Publication Date


Degree Granted


Institution Granting Degree

Capella University


This exploratory, qualitative study utilizing the grounded theory approach addressed the research question of what are the factors Christian teachers feel, believe, and/or understand are meaningful and motivating to their decision to continue teaching in a Christian school? This focus on human capital retention in the Christian school was necessary due to a concern for teachers leaving the profession within the first few years of their careers, thus lowering the quality of education provided. The teachers participating in the study shared their feelings, thoughts, stories, and experiences through the use of in-depth interviews. The resulting analysis provided the opportunity for six core categories to be formed resulting in two major themes.
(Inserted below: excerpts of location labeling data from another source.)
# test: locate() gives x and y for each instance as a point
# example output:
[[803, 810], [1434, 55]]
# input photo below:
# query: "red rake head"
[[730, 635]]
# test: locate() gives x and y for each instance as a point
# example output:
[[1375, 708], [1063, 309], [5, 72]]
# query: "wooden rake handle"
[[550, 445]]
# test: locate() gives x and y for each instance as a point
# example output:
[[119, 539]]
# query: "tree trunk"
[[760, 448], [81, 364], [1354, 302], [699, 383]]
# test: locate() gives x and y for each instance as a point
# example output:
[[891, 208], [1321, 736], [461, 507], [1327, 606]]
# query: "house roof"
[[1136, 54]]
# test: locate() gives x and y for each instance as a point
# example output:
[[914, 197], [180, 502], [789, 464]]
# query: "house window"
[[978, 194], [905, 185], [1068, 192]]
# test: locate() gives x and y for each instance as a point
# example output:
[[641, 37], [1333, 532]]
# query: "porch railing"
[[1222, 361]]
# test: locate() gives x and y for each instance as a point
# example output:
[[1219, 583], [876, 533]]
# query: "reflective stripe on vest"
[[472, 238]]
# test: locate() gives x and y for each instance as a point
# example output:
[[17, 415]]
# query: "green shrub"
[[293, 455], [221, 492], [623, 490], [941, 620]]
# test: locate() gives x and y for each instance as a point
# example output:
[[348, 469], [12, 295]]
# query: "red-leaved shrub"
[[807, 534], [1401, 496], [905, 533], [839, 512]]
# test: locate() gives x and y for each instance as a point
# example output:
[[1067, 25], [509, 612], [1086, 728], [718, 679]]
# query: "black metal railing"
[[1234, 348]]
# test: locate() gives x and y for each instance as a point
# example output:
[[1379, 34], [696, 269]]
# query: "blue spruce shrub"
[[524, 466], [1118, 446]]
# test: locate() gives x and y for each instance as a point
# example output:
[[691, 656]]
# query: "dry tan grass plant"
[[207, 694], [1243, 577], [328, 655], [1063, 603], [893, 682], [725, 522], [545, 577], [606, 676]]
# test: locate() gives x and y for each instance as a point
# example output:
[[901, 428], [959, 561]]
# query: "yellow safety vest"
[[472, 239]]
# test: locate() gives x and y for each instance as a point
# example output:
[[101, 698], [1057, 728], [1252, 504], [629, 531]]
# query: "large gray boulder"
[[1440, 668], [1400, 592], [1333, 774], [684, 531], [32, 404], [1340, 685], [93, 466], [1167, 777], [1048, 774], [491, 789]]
The first major theme of a desire for personal fulfillment of the teachers to be motivated to continue teaching is seen in their (a) need to belong and feel connected, (b) need to provide direction and guidance for the students, their colleagues, and the administration, and ultimately to fulfill a (c) need for a feeling of accomplishment and contribution. The second major theme which emerged during the data collection and analysis was that of a desire for spiritual fulfillment. There was a deep sense the spiritual needs and desires of the teachers were the ultimate reason for teaching specifically in a Christian school. The desire for spiritual fulfillment can be seen through the shared experiences, stories, attitudes, and feelings of the teachers. The three primary concepts flowing from this theme are (d) a need to feel whole and complete, (e) a need to openly practice one’s faith, and (f) a need to be obedient to God’s call on the teacher’s life. This preliminary framework toward a theory of faithfulness begins to offer an explanation of the phenomenon of the Christian school teachers' experiences and why they are faithful to teaching in a Christian school.